Tiger on the lookout for a 'hot' driver
Joe Logan | KNIGHT RIDDER NEWSPAPERS
Issue date: 7/10/03 Section: Sports
(KRT) - When Tiger Woods revealed last week that he had confronted another Tour pro he suspects of playing with an illegal "hot" driver, he said he got all the proof he needed watching the guy hit balls at the range.
"You can tell in the first 100 yards how the golf ball is taking off and how it's flying," Woods, who has declined to identify the player, told reporters on the eve of the Western Open at Cog Hill in Chicago.
If Woods can indeed spot the difference at the range, one expert - who doubts he can - suggests that Woods' eyesight must be even better than his golf game.

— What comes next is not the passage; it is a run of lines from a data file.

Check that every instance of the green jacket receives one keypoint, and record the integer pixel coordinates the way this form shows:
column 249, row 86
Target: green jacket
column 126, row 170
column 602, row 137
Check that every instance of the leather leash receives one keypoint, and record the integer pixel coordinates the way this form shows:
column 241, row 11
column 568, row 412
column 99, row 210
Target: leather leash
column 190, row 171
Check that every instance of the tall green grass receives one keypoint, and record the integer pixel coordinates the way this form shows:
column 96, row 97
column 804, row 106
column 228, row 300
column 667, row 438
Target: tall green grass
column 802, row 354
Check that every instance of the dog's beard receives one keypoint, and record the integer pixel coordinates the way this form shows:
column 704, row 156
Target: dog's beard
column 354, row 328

"We're talking about two or three yards," said Frank Thomas, who spent 26 years, from 1974 to 2000, as technical director of the U.S. Golf Association, top equipment watchdog for the game's governing body. "Nobody is good enough to be able to tell that by the ball flight."
That said, Thomas, now an industry consultant and chief technical adviser to Golf Digest, doesn't doubt for a moment that equipment companies are unwittingly making and shipping a few hot drivers, or that some recreational and Tour players might end up playing with them.
"When you are trying to work right up against the limit, inevitably some clubs could exceed the limit," Thomas said of the equipment manufacturers.
The limit to which Thomas refers is the physics term "coefficient of restitution," or COR, which measures the "spring-like" effect that gives the ball added distance from the latest high-tech, swollen-headed, thin-faced titanium drivers.
After much controversy and debate, the USGA set the COR limit this year at .830. Thomas and other experts suspect that because of imperfections in the manufacturing processes, some clubs might accidentally slip through that measure .831 or .832, a virtually imperceptible advantage.
Yet, even if a manufacturer deliberately made a driver that grossly exceeded the COR limit, say .840, said Thomas, it would give even a Tour-caliber player just about two to three extra yards.